Wednesday, November 16, 2016

Coaching Conversations

What makes an effective coach? Marzano, Simms, Roy, Heflebower, and Warrick (2013) argues coaching must begin with conversations (p. 214). The authors outline four different types of conversations which can take place between a teacher and the coach. One type of conversation, “facilitating conversations are designed to aid a teacher in clarifying goals” (Marzano, Simms, Roy, Heflebower, & Warrick, 2013, p. 213). This has been my overarching goal as a tech coach this year while I am working with grade-level teams. Every fall I ask teachers to fill out a survey asking them their comfort level with certain tools. More importantly I also ask them what tech integration goals do they have for themselves for the year. During our first monthly team meeting, we review the survey results along with data from a student survey measuring growth which occurred the previous year. We discuss common themes and goals each individual on the team has in common with the other teachers on the team. We then select one or two goals to focus on and tackle during our monthly tech meetings as a team. During the conversations I am sure to ask “clarifying questions to help the teacher identify goals whose achievement will result in growth for the teacher” (Marzano, Simms, Roy, Heflebower, & Warrick, 2013, p. 213). This approach was greatly accepted and appreciated. Each team walked away from our September meeting knowing what and how we would use each meeting.

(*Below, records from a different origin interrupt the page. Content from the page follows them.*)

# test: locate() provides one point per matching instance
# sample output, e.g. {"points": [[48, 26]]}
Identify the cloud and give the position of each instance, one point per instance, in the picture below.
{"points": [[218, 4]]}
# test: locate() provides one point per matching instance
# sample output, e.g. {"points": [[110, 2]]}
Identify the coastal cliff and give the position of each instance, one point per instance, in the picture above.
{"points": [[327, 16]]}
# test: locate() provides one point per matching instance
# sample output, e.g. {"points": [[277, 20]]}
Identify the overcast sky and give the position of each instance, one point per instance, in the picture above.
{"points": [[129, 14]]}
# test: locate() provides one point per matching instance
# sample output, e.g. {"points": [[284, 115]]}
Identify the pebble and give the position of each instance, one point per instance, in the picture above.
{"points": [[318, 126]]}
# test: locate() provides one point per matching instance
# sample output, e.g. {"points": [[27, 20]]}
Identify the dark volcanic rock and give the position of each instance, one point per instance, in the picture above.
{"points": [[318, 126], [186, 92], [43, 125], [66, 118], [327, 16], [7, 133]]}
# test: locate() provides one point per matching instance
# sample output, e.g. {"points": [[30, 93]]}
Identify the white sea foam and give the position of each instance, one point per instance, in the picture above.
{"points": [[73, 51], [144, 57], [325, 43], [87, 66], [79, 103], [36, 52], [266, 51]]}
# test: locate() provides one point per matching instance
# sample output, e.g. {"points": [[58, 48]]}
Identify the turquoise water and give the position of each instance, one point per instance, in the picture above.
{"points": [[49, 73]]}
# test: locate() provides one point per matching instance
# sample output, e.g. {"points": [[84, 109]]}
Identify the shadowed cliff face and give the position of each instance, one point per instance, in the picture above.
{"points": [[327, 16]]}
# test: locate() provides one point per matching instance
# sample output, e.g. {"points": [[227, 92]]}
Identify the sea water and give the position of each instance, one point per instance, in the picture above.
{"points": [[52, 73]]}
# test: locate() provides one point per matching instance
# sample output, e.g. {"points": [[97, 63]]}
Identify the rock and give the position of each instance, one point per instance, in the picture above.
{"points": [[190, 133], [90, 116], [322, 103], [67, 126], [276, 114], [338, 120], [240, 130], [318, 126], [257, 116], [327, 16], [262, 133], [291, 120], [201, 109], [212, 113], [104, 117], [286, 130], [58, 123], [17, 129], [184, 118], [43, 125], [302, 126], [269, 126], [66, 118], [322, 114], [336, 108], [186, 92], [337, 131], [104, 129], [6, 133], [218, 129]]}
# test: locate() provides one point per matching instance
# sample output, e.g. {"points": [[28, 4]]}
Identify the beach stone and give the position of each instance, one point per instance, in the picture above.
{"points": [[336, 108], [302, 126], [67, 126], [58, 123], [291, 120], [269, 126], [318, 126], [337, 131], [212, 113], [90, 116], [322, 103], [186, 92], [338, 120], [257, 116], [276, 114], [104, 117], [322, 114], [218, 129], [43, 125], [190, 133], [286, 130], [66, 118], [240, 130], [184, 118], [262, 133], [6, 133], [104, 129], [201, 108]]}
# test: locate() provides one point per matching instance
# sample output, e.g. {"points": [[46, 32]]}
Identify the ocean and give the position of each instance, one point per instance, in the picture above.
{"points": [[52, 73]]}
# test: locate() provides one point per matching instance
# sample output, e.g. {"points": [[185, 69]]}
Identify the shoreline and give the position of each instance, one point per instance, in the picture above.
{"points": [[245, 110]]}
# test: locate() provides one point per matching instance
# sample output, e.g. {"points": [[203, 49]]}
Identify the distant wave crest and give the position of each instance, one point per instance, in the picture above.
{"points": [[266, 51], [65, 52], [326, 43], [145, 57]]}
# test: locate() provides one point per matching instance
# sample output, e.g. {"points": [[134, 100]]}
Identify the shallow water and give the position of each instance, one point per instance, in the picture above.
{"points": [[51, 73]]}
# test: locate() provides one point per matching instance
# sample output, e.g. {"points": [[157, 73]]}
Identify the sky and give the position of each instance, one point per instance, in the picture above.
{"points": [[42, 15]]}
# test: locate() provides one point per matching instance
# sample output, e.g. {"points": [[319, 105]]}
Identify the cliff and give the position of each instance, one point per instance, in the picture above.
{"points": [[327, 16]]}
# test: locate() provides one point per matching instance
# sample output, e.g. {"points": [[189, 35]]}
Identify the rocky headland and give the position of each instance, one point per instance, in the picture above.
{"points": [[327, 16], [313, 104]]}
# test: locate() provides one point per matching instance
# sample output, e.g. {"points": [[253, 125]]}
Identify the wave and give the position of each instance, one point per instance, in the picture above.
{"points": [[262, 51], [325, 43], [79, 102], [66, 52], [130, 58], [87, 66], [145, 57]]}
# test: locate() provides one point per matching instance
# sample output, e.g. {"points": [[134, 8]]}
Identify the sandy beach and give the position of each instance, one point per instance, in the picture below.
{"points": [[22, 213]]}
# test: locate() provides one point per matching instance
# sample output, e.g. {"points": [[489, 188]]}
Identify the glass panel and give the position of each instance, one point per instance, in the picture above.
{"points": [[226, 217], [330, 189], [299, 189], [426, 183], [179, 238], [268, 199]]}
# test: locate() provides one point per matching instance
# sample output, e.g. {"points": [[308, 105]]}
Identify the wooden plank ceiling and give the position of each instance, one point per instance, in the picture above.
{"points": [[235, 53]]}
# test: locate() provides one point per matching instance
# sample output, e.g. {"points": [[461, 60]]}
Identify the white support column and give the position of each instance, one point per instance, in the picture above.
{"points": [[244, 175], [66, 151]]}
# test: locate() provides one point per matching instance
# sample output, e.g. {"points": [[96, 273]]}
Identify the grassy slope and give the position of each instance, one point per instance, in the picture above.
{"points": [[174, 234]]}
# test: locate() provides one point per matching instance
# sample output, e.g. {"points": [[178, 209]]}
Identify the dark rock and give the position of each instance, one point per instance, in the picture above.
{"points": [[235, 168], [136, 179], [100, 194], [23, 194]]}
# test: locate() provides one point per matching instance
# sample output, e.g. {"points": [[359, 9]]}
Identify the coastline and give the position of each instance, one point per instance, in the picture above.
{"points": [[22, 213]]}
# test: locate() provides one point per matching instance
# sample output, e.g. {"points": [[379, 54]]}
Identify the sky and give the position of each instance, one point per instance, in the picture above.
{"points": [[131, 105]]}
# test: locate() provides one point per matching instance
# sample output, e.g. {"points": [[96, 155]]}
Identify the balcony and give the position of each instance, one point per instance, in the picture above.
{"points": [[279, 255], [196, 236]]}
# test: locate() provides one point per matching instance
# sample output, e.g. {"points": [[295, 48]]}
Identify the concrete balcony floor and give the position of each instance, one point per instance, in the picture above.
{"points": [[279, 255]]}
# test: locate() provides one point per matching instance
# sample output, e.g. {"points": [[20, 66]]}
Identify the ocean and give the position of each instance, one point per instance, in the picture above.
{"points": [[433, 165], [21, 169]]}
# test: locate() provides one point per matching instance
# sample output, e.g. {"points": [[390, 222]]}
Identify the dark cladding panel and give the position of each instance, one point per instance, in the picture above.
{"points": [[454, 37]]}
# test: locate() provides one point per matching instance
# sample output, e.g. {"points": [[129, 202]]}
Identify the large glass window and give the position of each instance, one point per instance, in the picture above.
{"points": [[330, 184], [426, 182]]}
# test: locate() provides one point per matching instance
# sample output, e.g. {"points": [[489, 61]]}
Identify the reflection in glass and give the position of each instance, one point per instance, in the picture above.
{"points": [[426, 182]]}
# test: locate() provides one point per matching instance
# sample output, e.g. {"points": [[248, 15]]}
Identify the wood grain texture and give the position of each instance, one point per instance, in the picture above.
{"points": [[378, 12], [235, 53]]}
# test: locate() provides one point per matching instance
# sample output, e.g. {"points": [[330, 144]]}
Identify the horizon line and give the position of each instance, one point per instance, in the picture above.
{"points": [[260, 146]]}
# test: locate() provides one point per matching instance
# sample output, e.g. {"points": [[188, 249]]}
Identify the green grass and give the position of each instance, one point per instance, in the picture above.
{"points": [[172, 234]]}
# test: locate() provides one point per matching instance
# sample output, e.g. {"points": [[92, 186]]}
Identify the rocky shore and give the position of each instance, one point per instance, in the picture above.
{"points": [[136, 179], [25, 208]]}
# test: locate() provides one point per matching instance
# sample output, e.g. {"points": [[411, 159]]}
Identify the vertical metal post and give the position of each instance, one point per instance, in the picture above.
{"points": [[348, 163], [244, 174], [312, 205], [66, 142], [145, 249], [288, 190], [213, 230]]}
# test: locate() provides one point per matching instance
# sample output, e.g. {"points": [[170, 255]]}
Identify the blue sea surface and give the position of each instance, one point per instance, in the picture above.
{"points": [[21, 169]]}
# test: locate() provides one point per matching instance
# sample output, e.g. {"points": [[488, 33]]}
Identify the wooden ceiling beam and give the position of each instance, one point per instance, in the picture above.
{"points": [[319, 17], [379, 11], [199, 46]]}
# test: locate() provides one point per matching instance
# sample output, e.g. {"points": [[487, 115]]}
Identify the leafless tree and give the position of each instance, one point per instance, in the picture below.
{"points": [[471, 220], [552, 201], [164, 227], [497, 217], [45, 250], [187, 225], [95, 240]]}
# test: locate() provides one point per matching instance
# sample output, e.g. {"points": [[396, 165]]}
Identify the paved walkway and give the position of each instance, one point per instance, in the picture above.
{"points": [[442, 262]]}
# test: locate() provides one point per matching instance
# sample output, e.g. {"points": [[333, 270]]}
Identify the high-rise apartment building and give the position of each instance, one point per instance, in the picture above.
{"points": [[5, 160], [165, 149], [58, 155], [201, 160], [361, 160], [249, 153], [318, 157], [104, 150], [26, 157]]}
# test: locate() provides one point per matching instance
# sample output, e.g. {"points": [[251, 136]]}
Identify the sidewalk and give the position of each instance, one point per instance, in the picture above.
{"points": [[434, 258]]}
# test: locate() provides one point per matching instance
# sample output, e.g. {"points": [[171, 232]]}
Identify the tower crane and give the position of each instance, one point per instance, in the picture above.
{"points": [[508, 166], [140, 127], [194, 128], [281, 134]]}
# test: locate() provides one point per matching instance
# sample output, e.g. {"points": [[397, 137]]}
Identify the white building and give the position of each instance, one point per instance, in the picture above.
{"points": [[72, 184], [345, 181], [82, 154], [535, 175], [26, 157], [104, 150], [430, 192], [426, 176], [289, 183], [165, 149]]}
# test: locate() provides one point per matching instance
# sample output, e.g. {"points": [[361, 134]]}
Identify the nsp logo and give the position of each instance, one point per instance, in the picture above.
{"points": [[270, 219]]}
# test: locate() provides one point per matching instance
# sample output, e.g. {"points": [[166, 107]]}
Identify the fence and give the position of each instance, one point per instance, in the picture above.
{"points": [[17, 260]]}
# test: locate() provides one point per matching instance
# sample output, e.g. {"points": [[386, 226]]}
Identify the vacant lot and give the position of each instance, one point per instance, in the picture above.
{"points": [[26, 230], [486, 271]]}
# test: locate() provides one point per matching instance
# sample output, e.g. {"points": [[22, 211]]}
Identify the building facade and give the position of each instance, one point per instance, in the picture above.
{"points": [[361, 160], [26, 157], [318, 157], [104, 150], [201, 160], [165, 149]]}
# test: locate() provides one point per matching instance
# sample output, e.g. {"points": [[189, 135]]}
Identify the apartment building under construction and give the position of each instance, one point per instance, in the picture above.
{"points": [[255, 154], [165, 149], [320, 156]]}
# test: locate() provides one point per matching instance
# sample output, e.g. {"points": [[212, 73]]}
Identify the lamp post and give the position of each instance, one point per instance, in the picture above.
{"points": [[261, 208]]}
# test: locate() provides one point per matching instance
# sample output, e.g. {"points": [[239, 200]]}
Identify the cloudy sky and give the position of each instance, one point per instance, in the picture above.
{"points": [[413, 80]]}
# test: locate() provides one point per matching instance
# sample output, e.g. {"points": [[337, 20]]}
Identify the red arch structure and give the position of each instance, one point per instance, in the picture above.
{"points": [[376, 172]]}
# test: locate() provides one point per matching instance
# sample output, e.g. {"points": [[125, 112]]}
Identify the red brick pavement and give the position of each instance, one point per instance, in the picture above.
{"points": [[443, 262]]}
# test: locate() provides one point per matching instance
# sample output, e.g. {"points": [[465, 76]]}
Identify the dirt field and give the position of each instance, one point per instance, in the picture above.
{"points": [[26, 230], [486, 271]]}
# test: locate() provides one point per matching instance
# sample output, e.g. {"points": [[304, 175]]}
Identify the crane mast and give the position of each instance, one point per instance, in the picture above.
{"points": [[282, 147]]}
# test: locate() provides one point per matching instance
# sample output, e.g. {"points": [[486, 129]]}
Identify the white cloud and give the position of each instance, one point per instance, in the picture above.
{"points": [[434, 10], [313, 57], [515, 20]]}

During the last couple of month’s sessions, we continued that conversation by focusing on the team’s goals. The goals ranged from using Seesaw, an iPad app, to deepen students’ understandings when they recorded their mathematical thinking to more practical sessions on using the interactive whiteboards in the classroom. For each session regardless of goal, I structured our time based on Aguilar (2013) “Arc of Coaching Conversation” (p. 238). This arc included six tasks:
  1. “Check in and chat.” (It’s important to me to get to know the teachers on a personal and professional level. I always start by finding out new joys and/or stresses in their life and at school. This helps me gear my coaching to them individually. Plus, I just really like the teachers I work with and enjoy getting to know them.)
  2. “Create a plan for the conversation” (In our case, I would recap what we decided to focus on.)
  3. “Check in on previous commitments.”  (After each team meeting, I offer to come in and co-teach a lesson with the teachers. I would highlight some of that work or I would offer new research on the topic.)
  4. “Engage in coaching stances and approaches.”
  5. “Determine next steps.” (The teachers and I decide what to do with the new information we discussed and make a small action plan for the next time we meet.)
  6. “Reflect on conversation and ask for feedback.” (Here I would again schedule time to work in classrooms as requested. I would also recap our next steps for the next meeting and create a to-do list for myself to research questions asked.)
(Aguilar, 2013, p. 238)
Using conversation of the teachers, has changed my role as a coach. The first two years I was a coach, I focused solely on the new tools we had in the classrooms. After a few years the teachers became more comfortable with the tools and wanted to go deeper. This year has been a game-changer for our team meetings because it was responsive to the teachers’ needs in the classroom.
Image result for coaching conversations
References
Aquilar, E. (2013). The art of coaching: Effective strategies for school transformation. San Francisco, CA: Jossey-Boss.
Marzano, R.J., Simms, J.A., Roy, T., Heflebower, T., & Warrick, P. (2013). Coaching classroom instruction. Bloomington, IN: Marzano Research Laboratory.